The Report on Action 12 provides a series of options that enables countries to design a regime that fits their needs to obtain early information on aggressive or abusive planning schemes and their users.

Action (13)      Re-Examine Transfer Pricing Documentation

The 2015 Report on Action 13 incudes revised guidelines on transfer pricing documentation and CBCR. In particular, the Report proposes a 3-tiered documentation structure: (i) a master file containing high-level information regarding global business operations; (ii) a local file specific to each country disclosing details of material related party transactions and (iii) a CBCR.

The report requires the master and local files to be delivered by multinational businesses to local tax authorities, whilst the CBCR is to be filed in the ultimate parent’s jurisdiction and shared via exchange of information protocols.
The U.S. appears to be moving towards adoption of CBCR reporting despite a letter from Orrin Hatch and Paul Ryan to Treasury Secretary Jacob Lew questioning whether Treasury has the authority to draft regulations dealing with CBCR.
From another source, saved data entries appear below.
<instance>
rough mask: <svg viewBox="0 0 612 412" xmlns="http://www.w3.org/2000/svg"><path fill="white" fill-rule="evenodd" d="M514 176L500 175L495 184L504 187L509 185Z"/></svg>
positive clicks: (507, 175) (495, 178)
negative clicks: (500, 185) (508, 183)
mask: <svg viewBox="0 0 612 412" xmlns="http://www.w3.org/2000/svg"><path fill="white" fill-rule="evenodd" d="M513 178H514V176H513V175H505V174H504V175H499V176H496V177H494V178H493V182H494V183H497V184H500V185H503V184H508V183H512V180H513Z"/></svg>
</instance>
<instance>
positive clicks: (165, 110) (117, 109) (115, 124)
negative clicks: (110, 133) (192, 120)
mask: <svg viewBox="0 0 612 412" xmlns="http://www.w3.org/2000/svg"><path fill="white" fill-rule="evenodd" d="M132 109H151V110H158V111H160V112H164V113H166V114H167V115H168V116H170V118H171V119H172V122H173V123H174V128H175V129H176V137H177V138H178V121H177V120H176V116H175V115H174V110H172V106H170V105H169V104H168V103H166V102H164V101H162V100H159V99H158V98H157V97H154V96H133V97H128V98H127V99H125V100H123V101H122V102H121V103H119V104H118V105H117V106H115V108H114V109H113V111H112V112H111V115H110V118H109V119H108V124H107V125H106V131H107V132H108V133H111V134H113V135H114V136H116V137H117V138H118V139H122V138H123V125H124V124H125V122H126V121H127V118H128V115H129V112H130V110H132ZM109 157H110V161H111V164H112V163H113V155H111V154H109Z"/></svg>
Action (14)     Make Dispute Resolution Mechanisms More Effective

The Report on Action 14 notes that countries have agreed on a minimum standard and a number of best practices in relation to dispute resolution.

A group of 20 states, including Australia, France, Germany, Italy, Luxembourg, Spain, the United Kingdom and the U.S., have also committed to provide for mandatory binding arbitration in their bilateral tax treaties.

Action (15)     Develop a Multilateral Instrument

The report notes that it is desirable to develop a multilateral instrument to streamline the implementation of tax treaty-related BEPS measures.